L’Andalusia degli anni ’20 è l’arena dove l’acclamato Antonio Villalta (Daniel Giménez Cacho) si esibisce. Un giorno affronta un toro e viene sconfitto. Da quel momento il suo calvario ha inizio: il dolore per l’amore perduto lo porta a rinnegare la neonata – in condizioni di fortuna – Carmencita (da adulta, Macarena García), e a ripiegare sul finto amore dell’infermiera senza scrupoli assetata di denaro con la quale si sposa.
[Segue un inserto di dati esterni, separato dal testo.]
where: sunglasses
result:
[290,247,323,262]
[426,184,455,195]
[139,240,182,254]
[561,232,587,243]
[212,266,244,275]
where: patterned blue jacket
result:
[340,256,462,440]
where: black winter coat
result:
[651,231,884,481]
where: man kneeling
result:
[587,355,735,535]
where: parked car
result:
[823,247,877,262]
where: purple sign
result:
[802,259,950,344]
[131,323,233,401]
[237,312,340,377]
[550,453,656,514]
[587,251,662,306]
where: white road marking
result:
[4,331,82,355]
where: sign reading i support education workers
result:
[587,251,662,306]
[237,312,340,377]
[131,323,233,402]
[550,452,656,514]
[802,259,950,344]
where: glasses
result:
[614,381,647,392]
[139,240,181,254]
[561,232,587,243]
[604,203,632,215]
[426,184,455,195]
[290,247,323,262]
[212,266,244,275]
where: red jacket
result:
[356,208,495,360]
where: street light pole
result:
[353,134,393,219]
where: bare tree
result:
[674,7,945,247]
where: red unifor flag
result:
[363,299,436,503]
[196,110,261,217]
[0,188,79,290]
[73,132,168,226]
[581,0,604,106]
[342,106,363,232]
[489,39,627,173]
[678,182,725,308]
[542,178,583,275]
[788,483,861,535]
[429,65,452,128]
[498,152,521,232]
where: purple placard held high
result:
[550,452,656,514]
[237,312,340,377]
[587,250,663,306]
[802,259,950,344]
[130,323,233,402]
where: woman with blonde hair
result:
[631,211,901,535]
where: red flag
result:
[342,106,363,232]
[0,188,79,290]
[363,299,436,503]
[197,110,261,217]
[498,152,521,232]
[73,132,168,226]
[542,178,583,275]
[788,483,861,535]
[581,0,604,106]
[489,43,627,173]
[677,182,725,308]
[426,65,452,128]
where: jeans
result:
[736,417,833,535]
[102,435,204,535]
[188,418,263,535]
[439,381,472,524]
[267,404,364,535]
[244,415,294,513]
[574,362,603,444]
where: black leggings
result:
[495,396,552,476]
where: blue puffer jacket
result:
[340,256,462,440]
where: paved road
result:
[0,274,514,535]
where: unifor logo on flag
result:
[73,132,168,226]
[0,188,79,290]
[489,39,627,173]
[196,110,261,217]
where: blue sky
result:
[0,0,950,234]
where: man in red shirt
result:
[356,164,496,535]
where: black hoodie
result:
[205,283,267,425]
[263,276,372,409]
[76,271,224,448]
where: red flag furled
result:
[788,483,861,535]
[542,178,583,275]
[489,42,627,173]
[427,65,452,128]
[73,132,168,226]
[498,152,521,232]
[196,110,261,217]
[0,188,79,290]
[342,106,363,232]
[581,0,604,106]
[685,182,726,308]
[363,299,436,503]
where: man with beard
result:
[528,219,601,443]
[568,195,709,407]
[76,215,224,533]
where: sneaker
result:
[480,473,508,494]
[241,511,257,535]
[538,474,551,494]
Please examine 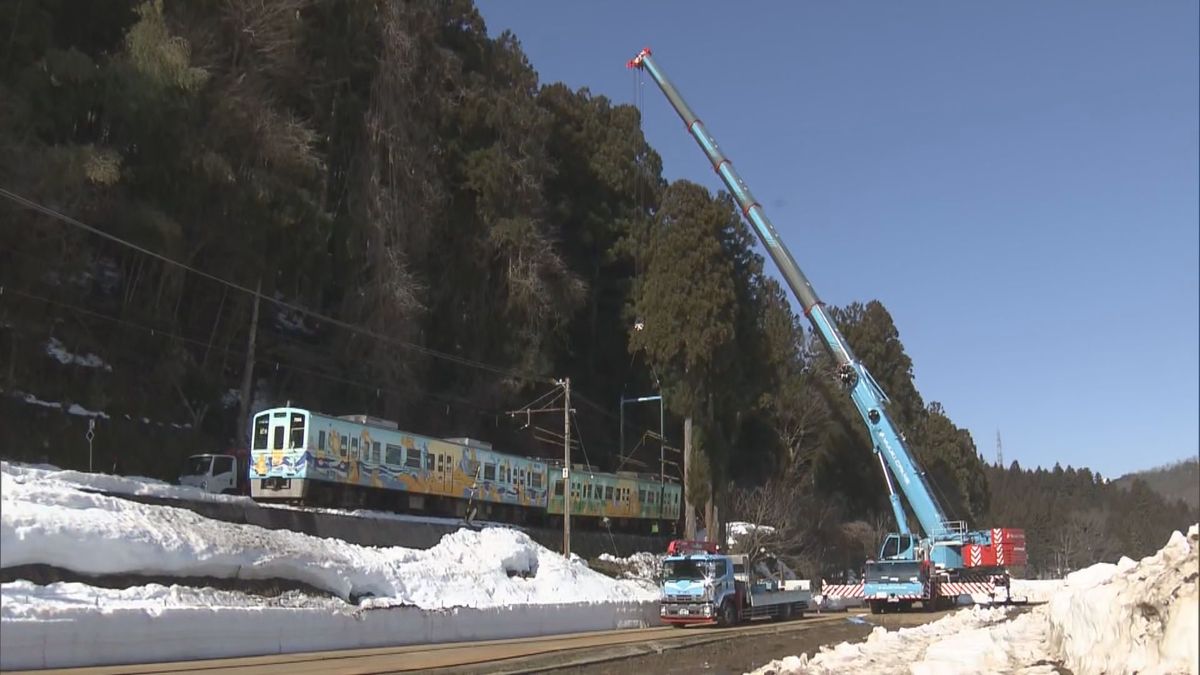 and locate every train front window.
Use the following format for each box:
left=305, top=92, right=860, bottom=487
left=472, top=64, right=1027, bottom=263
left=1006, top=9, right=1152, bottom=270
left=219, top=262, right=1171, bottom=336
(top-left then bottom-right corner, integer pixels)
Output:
left=254, top=414, right=271, bottom=450
left=292, top=412, right=304, bottom=448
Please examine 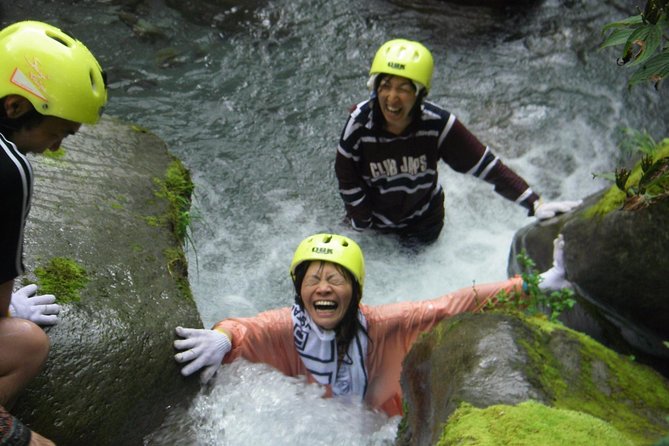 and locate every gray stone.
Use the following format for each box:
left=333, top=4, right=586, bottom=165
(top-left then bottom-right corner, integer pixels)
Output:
left=12, top=117, right=202, bottom=445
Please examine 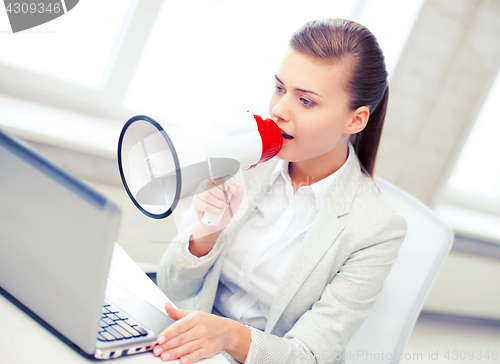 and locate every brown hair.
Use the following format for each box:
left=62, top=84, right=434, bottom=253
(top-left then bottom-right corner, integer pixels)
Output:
left=290, top=19, right=389, bottom=176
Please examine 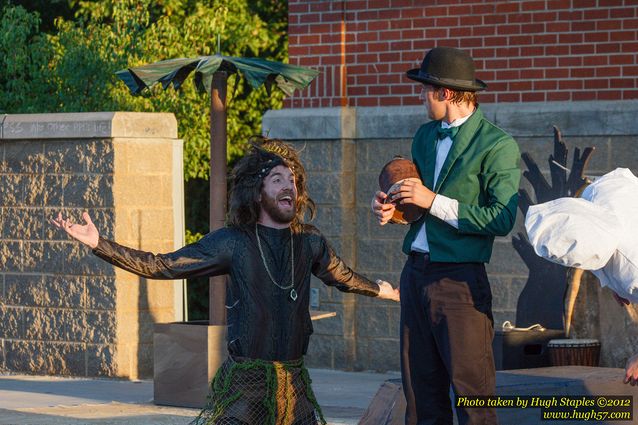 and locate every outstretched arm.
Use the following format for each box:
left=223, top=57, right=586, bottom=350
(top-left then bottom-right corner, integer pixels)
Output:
left=49, top=211, right=100, bottom=249
left=51, top=212, right=236, bottom=279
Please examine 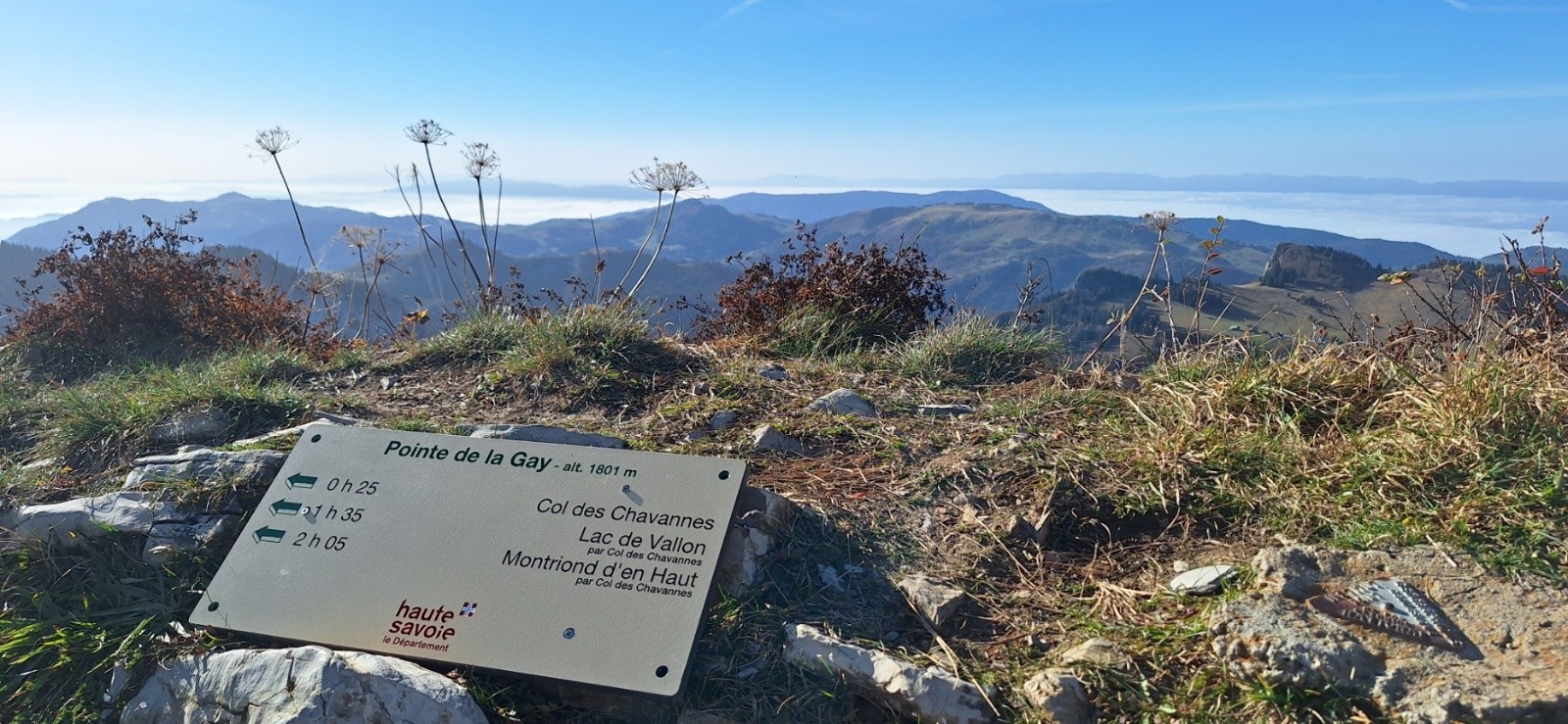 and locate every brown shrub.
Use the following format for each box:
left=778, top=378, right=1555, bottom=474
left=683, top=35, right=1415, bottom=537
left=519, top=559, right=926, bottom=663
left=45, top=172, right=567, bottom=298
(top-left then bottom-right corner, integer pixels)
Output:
left=5, top=212, right=319, bottom=373
left=695, top=224, right=947, bottom=347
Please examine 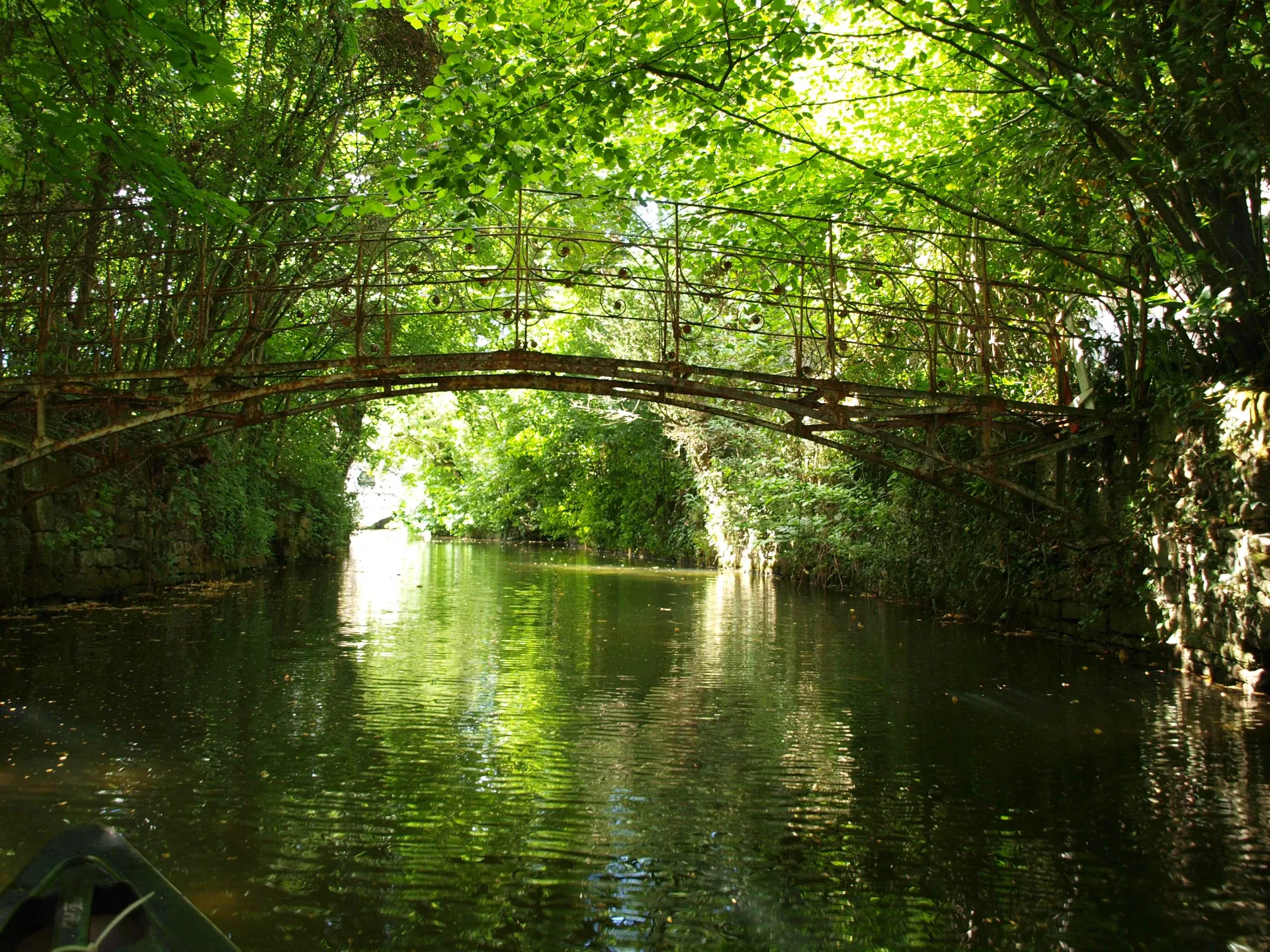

Blancanieves diventa, nell’immaginario turbato e perturbante di Berger, la rilettura dark di una fiaba inserita in un contesto socio-antropologico tipicamente spagnolo fatto di gitani, toreri e ballerine di flamenco. Nel mix di fantasia gotica e realtà romantica non mancano l’arcigna e arrivista matrigna, Encarna (Maribel Verdú), che accesa di gelosia riduce a schiava la piccola principessa per poi tentare di eliminarla una volta cresciuta, storie di toreri trionfanti e poi decaduti, di corride che appassionano un popolo, di affascinanti ballerine di flamenco, di zingari accudenti ma anche un po’ cattivelli. Con ironia e un senso dell’umorismo caustico e quasi irriverente, Berger omaggia la tradizione del cinema muto aggiornandolo tuttavia ai tempi moderni, mantenendo il gioco attoriale a una forma attuale. Un film assolutamente contemporaneo, girato in un luminoso bianco e nero, a cui la parola è stata sottratta e affidata alle sole didascalie. Blancanieves è stato proiettato in anteprima assoluta al Toronto Film Festival e, nel rispetto della tradizione che chiama i musicisti a sonorizzare dal vivo i film muti, ha avuto in alcuni teatri il suo accompagnamento live. Del resto l’elemento musicale è parte del fascino del film, dove la colonna sonora firmata da Alfonso de Vilallonga è di per sé essenziale per rimarcare l’esotismo dei luoghi e degli avvenimenti.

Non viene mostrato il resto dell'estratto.